OBJECTIVE

To compare the efficacy and safety of duloxetine and amitriptyline in painful diabetic neuropathy (PDN).

RESEARCH DESIGN AND METHODS

In this randomized, double-blind, cross-over, active-control trial, 58 patients received amitriptyline and duloxetine orally once daily at bedtime, each for 6 weeks with optional dose uptitration fortnightly. Single-blinded placebo washout was given for 2 weeks between the two treatments and a single-blinded placebo run-out phase of 4 weeks was given at the end of the treatment period. Pain relief was measured by the patient’s global assessment of efficacy, using a visual analog scale (0–100) as a primary end point, and overall improvement and adverse events were assessed as secondary outcome measures. Median pain score reductions of >50%, 25–50%, and <25% were considered good, moderate, and mild responses, respectively.

RESULTS

There was a significant improvement in pain with both treatments compared with their baseline values (P < 0.001 for both). Good, moderate, and mild pain relief was achieved in 55, 24, and 15% of patients, respectively, on amitriptyline and 59, 21, and 9% of patients, respectively, on duloxetine. There were no significant differences in various other outcome measures between the groups.
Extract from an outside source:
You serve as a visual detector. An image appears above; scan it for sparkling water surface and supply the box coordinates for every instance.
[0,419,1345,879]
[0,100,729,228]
Of the reported adverse events, dry mouth was significantly more common with amitriptyline than duloxetine (55 vs. 24%; P < 0.01). Although, numerically, more patients preferred duloxetine, overall this was not statistically significant (48 vs. 36%; P = 0.18).

CONCLUSIONS

Both duloxetine and amitriptyline demonstrated similar efficacy in PDN. A large, multicentric clinical trial in other populations could possibly demonstrate the superiority of either drug.

The management of painful diabetic neuropathy (PDN) includes intensive glycemic control and drugs for pain relief. The American Diabetes Association recommends amitriptyline, a tricyclic antidepressant, as the first choice; however, titration to higher doses is limited by its anticholinergic adverse effects (1). The selective serotonin norepinephrine reuptake inhibitor, duloxetine, is approved by the Food and Drug Administration for the treatment of PDN. It attenuates persistent pain mechanisms, including the central sensitization and hyperexcitability of the spinal and supraspinal pain-transmitting pathways. Duloxetine has been evaluated in placebo-controlled trials for a variety of chronic pain, including PDN (26). It not only relieves pain but also improves functionality and quality of life in patients with PDN. An extensive search of literature did not reveal any head-to-head comparison of duloxetine with amitriptyline, an established first-line therapy for PDN (1). Thus, the current study was planned to compare the efficacy and safety of duloxetine with amitriptyline in PDN.

Patients of either sex with type 2 diabetes, aged between 18 and 75 years, who were on stable glucose-lowering medications during the preceding month and who had PDN for at least 1 month were considered for the study. Patients who had a pain score of >50%, as assessed by visual analog scale (VAS), were enrolled in the study. Those previously exposed to medications for PDN, regardless of dose and duration, were considered after 2 weeks of placebo washout in a single-blind manner. The study was initiated after approval by the institutional ethics committee and was conducted following the principles of the Declaration of Helsinki. Written informed consent was obtained from each subject prior to enrollment.

PDN was confirmed by 1) the patient’s medical history, 2) a diabetic neuropathy symptom (DNS) score of >1 point (7), 3) a diabetic neuropathy examination (DNE) score of >3 points (8), 4) a modified neuropathy symptom score (NSS) (9,10), and 5) increased thresholds on the vibration perception test and monofilament test. Patients were excluded if they had any clinically significant or unstable medical or psychiatric illnesses. Patients with other causes of neuropathy; renal dysfunction (serum creatinine >132 μmol/L); liver disease (alanine aminotransferase and aspartate aminotransferase more than three time times the normal level); epilepsy; psychiatric illness; uncontrolled hypertension; malignancy; substance abuse; those taking anticonvulsants, antidepressants, local anesthetics, or opioids; those who were pregnant; lactating women; or those being treated with any investigational drug within the last 30 days were excluded from the study.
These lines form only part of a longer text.